Wednesday, August 17, 2022

Climate Change: Are the courts worth anything?

Activist Mike Smith has been in court for the last few days, as part of a case seeking to hold Fonterra, New Zealand Steel, and other large emitters accountable for the pollution they produce. Along the way, the case has raised serious questions about whether the courts are worth anything at all:

After Parliament failed to take effective action to cut emissions, the court is the public's last and best hope for protection, lawyers for green activist Mike Smith say.

Smith (Ngāpuhi and Ngāti Kahu) wants to convince the Supreme Court that his case against seven large fossil fuel users and suppliers deserves to proceed to a full hearing with expert evidence and witnesses.

But the polluters argue they have no relationship with Smith and no duty of care to him.

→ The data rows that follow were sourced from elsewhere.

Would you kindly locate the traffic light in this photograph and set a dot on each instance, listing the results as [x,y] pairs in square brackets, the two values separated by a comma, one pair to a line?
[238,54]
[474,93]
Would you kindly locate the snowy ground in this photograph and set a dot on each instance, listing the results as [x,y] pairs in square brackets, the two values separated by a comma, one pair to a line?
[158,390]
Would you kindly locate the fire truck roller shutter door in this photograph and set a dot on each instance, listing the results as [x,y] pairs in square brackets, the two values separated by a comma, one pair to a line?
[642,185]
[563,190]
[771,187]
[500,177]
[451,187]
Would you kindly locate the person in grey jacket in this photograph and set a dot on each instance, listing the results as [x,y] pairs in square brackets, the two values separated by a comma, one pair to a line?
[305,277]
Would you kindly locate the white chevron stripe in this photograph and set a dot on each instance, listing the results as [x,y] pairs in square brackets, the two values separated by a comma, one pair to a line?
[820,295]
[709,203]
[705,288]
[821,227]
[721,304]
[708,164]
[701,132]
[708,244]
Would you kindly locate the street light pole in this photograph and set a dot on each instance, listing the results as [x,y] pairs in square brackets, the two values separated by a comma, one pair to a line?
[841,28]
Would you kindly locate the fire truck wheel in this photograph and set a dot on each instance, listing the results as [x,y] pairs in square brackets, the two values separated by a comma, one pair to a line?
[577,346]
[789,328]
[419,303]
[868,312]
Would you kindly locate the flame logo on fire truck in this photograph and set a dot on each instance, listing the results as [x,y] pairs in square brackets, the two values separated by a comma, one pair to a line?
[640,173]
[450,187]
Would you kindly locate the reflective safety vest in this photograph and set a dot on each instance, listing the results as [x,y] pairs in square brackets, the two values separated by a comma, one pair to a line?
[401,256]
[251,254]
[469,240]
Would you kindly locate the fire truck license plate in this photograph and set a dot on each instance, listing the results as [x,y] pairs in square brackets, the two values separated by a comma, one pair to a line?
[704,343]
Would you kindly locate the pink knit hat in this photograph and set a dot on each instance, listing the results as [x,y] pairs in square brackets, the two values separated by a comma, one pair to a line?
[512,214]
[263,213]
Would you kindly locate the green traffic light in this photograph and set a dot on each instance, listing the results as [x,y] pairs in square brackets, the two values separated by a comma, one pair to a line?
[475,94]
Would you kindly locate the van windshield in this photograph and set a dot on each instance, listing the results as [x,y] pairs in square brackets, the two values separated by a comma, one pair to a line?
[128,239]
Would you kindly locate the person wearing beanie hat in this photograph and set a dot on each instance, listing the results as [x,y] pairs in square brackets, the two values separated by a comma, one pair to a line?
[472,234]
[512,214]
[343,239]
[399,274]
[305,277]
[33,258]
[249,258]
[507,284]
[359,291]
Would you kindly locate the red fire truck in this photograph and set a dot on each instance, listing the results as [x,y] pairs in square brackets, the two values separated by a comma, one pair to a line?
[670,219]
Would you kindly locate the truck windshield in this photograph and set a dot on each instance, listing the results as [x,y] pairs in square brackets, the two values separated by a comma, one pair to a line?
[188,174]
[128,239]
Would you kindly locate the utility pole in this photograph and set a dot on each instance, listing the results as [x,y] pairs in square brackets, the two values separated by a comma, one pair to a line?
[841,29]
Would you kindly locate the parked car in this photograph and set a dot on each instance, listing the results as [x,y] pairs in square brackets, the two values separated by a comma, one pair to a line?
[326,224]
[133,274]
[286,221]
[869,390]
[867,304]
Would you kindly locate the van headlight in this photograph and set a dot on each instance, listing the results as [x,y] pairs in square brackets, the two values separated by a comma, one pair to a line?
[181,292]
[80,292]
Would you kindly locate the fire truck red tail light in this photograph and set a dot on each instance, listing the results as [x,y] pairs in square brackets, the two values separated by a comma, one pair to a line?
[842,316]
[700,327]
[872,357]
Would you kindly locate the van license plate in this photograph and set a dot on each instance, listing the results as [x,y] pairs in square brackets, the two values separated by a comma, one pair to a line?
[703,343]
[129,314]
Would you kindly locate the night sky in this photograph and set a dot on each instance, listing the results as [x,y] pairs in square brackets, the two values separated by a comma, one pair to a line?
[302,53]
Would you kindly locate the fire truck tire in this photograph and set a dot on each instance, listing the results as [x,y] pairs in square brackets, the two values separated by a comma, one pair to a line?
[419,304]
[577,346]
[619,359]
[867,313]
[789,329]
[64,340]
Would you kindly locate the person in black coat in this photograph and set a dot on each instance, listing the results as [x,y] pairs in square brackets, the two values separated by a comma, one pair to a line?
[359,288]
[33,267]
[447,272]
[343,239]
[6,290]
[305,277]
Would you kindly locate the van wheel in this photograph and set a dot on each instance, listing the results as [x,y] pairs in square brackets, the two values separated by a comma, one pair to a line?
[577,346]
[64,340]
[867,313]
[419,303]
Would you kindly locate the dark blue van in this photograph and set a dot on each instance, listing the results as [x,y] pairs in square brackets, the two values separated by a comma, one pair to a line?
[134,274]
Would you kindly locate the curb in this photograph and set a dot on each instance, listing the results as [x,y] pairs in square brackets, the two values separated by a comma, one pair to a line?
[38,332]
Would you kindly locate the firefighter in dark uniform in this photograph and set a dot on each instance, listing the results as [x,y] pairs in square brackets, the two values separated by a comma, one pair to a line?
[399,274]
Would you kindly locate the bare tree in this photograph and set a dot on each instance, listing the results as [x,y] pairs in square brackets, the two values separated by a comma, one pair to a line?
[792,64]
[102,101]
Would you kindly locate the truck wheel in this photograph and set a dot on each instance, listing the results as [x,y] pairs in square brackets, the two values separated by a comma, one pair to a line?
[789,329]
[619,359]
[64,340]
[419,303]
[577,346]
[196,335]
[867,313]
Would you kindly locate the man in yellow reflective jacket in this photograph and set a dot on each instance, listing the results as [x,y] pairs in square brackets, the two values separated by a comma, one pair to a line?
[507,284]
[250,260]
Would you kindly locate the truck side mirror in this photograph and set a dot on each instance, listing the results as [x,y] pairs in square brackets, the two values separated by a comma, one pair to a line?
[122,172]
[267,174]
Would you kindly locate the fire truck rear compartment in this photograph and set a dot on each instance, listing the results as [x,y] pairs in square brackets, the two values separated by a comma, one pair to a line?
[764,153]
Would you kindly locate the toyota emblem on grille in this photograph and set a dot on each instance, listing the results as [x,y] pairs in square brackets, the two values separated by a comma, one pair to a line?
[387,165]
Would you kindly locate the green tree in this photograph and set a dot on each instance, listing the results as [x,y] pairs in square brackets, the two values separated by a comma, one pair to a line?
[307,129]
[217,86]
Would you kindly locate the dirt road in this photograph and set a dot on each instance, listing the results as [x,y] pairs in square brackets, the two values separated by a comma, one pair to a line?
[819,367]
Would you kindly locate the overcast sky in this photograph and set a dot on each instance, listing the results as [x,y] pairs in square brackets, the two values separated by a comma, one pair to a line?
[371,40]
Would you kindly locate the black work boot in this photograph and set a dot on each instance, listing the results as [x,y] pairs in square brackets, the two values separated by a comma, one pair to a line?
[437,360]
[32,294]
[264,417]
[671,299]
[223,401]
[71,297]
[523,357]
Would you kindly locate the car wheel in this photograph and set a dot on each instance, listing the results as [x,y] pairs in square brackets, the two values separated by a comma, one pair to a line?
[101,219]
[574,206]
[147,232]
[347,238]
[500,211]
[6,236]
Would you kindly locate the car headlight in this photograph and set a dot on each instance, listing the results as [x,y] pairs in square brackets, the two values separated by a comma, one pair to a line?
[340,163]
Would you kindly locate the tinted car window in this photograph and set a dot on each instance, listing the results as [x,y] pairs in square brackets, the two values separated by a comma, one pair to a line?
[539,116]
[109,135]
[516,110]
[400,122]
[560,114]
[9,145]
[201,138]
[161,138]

The full article expands on that last bit, but essentially the polluters are claiming that they have no obligations to the society they operate in, and no obligations not to harm us. Most of us would view that as being both monstrous and absurd. Still, its useful to have the polluters say it out loud, because it makes it clear what they think of us, and that they need to be regulated into less sociopathic views. As for the courts, the headline is right: if this case fails, then it is a failure of the law. If it is legal for a corporation to literally destroy human civilisation, then laws and courts are worthless.